Google announced last Tuesday that it will award five Princeton professors combined grants of $500,000 for their promising research on Internet energy efficiency and privacy.
The Google Focused Research Awards, which will total $5.7 million, are unrestricted grants for a period of two to three years.
Computer science professor Ed Felten will receive $400,000 for his research on internet privacy. A four-member team — composed of electrical engineering professor Margaret Martonosi, computer science professor Jennifer Rexford ’91, assistant computer science professor Michael Freedman and associate electrical engineering professor Mung Chiang — will receive $100,000 for their work on energy efficiency.
Felten’s research addresses the practice of web-activity tracking, employed by many online advertising sites to locate potential customers.
“When you surf the web ... the sites can try to connect what you do on this site to what you do on the next site,” Felten said. “By connecting these dots, they can build up a profile of you.”
Felten explained that Google wants to make use of the benefits of online activity tracking, yet at the same time preserve user identity and privacy.

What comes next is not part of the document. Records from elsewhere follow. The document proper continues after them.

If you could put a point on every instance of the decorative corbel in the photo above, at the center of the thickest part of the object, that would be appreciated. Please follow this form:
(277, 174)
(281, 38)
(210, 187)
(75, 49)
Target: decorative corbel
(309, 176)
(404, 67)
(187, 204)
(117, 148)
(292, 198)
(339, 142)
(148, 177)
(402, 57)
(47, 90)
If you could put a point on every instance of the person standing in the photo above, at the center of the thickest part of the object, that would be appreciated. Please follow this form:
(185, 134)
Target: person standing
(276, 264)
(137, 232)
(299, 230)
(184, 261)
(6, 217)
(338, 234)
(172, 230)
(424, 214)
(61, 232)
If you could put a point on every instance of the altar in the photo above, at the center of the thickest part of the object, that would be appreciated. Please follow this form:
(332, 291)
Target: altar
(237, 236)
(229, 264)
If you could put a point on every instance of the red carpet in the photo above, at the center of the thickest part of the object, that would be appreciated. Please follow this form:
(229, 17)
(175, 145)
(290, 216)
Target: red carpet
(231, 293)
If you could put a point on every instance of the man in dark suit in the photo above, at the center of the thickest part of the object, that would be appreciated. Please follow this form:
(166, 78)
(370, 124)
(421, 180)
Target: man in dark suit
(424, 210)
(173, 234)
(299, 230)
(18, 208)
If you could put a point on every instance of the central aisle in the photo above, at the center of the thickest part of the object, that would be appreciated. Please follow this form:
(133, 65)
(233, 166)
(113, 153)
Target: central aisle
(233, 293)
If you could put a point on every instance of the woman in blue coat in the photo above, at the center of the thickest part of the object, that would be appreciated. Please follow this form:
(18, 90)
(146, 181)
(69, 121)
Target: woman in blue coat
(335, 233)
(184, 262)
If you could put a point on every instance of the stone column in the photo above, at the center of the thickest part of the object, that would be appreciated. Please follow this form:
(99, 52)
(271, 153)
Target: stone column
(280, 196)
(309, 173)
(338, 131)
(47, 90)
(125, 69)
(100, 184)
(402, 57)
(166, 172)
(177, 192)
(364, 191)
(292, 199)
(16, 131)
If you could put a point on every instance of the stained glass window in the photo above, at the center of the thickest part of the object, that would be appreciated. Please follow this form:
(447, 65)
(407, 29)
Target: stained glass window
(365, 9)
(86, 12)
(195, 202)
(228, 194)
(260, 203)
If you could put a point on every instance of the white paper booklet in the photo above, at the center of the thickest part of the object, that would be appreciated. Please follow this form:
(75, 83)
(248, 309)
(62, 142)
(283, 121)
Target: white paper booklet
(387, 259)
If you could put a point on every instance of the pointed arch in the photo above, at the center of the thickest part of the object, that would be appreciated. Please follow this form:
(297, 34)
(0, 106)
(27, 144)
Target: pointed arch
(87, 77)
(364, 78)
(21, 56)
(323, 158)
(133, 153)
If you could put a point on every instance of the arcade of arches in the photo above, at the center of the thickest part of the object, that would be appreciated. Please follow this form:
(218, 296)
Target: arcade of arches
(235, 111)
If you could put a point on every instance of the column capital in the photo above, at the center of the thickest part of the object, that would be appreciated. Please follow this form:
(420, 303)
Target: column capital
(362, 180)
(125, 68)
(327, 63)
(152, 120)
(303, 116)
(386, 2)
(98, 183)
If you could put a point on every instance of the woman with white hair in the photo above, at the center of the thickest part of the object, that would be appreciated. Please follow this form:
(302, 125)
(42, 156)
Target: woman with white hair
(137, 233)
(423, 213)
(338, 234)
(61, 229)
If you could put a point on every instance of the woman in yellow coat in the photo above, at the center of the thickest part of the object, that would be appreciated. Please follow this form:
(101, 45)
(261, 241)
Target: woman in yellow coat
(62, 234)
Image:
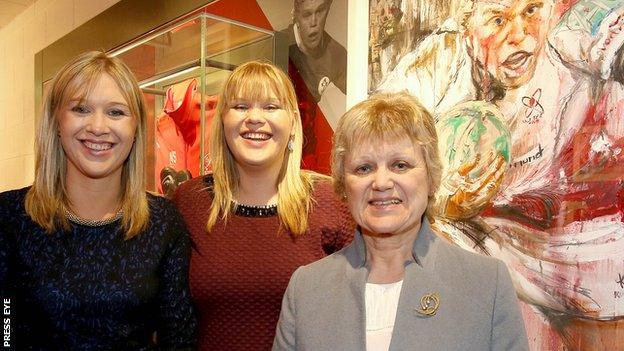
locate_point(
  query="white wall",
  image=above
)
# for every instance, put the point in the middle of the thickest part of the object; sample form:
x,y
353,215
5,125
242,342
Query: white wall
x,y
37,27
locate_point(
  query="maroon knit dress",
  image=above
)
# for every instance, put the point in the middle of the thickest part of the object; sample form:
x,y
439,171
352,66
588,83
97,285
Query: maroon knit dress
x,y
239,271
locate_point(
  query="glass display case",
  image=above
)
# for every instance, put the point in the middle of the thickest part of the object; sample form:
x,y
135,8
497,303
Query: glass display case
x,y
180,68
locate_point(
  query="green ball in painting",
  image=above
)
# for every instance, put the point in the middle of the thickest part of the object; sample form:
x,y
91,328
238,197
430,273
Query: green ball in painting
x,y
475,148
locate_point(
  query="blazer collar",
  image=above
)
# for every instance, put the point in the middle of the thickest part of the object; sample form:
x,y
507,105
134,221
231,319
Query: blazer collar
x,y
423,249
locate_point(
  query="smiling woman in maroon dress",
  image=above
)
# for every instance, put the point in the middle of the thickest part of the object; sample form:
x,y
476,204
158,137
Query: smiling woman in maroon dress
x,y
258,216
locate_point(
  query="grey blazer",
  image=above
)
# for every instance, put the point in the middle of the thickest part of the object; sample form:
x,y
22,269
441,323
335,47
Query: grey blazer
x,y
323,307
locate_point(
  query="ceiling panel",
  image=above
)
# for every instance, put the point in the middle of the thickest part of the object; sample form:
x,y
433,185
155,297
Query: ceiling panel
x,y
9,9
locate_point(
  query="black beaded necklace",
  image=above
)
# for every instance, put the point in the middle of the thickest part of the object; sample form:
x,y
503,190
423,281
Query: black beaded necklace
x,y
242,209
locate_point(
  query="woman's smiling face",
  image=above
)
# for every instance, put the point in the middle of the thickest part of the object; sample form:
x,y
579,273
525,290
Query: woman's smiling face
x,y
386,186
257,132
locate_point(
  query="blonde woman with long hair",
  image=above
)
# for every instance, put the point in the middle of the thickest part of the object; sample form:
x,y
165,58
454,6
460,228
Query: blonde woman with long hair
x,y
88,259
257,216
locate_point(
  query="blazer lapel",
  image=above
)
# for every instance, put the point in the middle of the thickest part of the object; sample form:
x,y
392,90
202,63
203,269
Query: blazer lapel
x,y
414,322
356,275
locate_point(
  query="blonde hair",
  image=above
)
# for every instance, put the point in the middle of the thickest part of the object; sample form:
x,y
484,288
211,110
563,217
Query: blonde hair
x,y
256,80
47,200
387,117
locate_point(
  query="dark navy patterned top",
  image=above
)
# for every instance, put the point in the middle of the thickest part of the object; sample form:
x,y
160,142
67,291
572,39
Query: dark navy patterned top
x,y
89,289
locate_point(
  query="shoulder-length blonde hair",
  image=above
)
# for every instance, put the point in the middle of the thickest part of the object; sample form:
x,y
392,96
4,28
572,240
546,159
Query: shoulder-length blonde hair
x,y
47,200
256,80
387,117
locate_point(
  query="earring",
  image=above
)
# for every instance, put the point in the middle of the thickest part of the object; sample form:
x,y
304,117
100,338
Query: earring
x,y
291,145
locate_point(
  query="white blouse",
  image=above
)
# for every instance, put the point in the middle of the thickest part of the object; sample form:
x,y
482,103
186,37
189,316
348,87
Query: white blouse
x,y
382,301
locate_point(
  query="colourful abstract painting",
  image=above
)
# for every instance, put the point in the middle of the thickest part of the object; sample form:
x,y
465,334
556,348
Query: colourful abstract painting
x,y
528,98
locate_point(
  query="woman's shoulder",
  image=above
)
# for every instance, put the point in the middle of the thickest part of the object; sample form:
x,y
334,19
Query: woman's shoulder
x,y
13,200
15,194
325,271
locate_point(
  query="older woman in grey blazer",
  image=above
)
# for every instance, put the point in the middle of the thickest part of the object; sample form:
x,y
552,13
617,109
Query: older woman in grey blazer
x,y
397,286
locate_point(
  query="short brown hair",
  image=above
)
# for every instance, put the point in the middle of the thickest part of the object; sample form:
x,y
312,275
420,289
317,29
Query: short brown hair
x,y
387,116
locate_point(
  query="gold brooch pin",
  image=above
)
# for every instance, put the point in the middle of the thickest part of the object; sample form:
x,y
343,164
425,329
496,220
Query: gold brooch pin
x,y
429,305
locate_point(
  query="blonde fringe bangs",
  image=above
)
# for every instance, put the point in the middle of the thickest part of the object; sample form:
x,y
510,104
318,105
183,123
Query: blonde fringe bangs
x,y
257,81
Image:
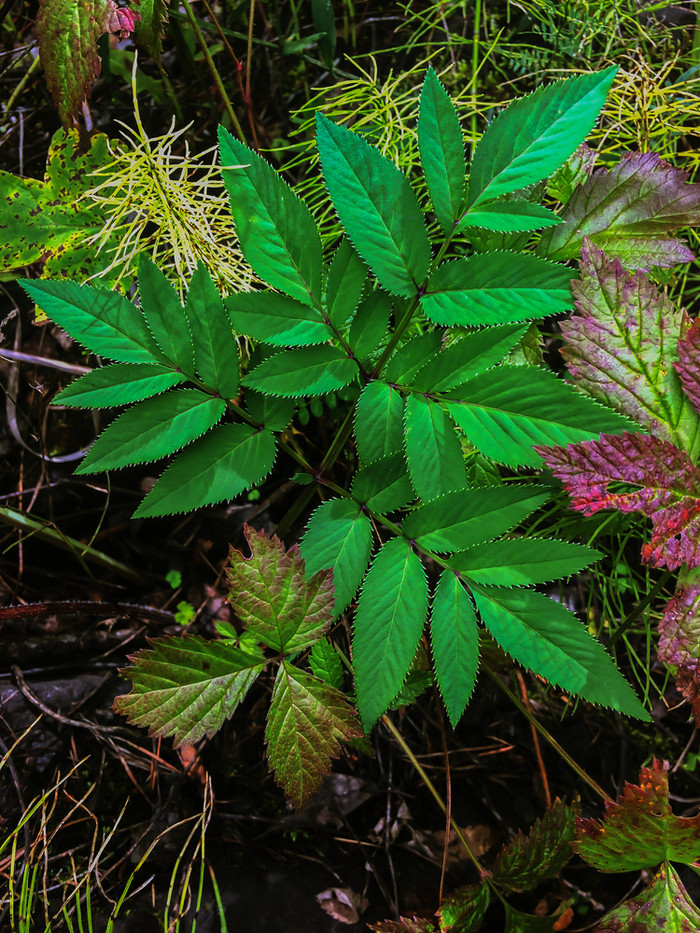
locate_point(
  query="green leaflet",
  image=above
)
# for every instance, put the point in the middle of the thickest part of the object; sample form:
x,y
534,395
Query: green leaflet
x,y
547,638
505,411
103,322
187,687
215,349
276,319
466,357
534,135
277,233
220,465
307,371
388,624
459,520
165,316
379,427
441,151
433,450
518,561
496,288
153,429
377,207
339,536
118,384
455,640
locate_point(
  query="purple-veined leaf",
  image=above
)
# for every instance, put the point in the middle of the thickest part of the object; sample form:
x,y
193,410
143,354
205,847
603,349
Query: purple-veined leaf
x,y
273,598
307,721
668,489
629,212
621,342
640,830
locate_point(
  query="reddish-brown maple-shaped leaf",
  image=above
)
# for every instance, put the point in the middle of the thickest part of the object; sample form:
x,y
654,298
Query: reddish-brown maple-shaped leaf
x,y
641,830
68,31
273,598
668,489
663,905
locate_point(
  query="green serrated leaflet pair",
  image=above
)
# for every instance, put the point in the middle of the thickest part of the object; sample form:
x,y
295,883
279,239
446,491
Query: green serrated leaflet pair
x,y
421,348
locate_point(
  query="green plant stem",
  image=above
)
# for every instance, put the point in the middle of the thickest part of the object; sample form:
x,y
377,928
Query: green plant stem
x,y
547,736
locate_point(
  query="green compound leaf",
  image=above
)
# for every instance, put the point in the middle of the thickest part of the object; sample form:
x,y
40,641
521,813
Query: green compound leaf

He added that Google is the largest provider of online advertising.
“As a service provider, [Google] can sometimes provide a better service by using information it got on one site to provide you better service on another site ... The problem right now is there is no effective way to tell those sites whether you want this or not,” Felten said.
Another part of Felten’s research focuses on maintaining user privacy across multiple synchronized devices.
“I have here a desktop computer, a laptop and an iPhone, and I want to read my mail on all of those ... The consequence is that the server knows everything about my e-mail,” Felten explained. “Right now, we’re looking at ways of providing these sorts of synchronized services across different platforms, while better protecting the users’ privacy.”
The team award is a response to Google’s growing environmental and financial concerns regarding power supply to its large server databases.
“Google’s infrastructure [is] comprising, by some estimates, as much power as the automobile manufacturing industry,” Freedman said, adding that a single Google data center might contain as many as 500,000 computers. “This power is both economically expensive and, from an environmental perspective, there’s the question of how you could do things more efficiently.”
Web-power consumption is rapidly increasing as businesses rely more heavily on the internet, Rexford explained.

“We’re going to see the Internet become an increasingly large portion of the energy consumed, as it replaces other forms of energy-consuming activity like travel,” she said. “Video-conferencing, for example, could keep people from having to travel.”
Perhaps the central obstacle that the researchers face will be to find an optimal compromise between internet performance and efficiency, Chiang said.
“You can always shut down internet performance to achieve maximum efficiency ... but the difficult question we are addressing is, ‘How can you get the best set of trade-off points?’” Chiang explained.
Researchers said that the grants, in addition to financial support, have also enabled them to develop relationships within the industry.
“More than the money ... what [is] particularly good about the industrial connections is that they build more of a relationship with companies ... to better understand the challenges we face and which only a few places -— Google certainly among them — are uniquely qualified to understand,” Freedman said.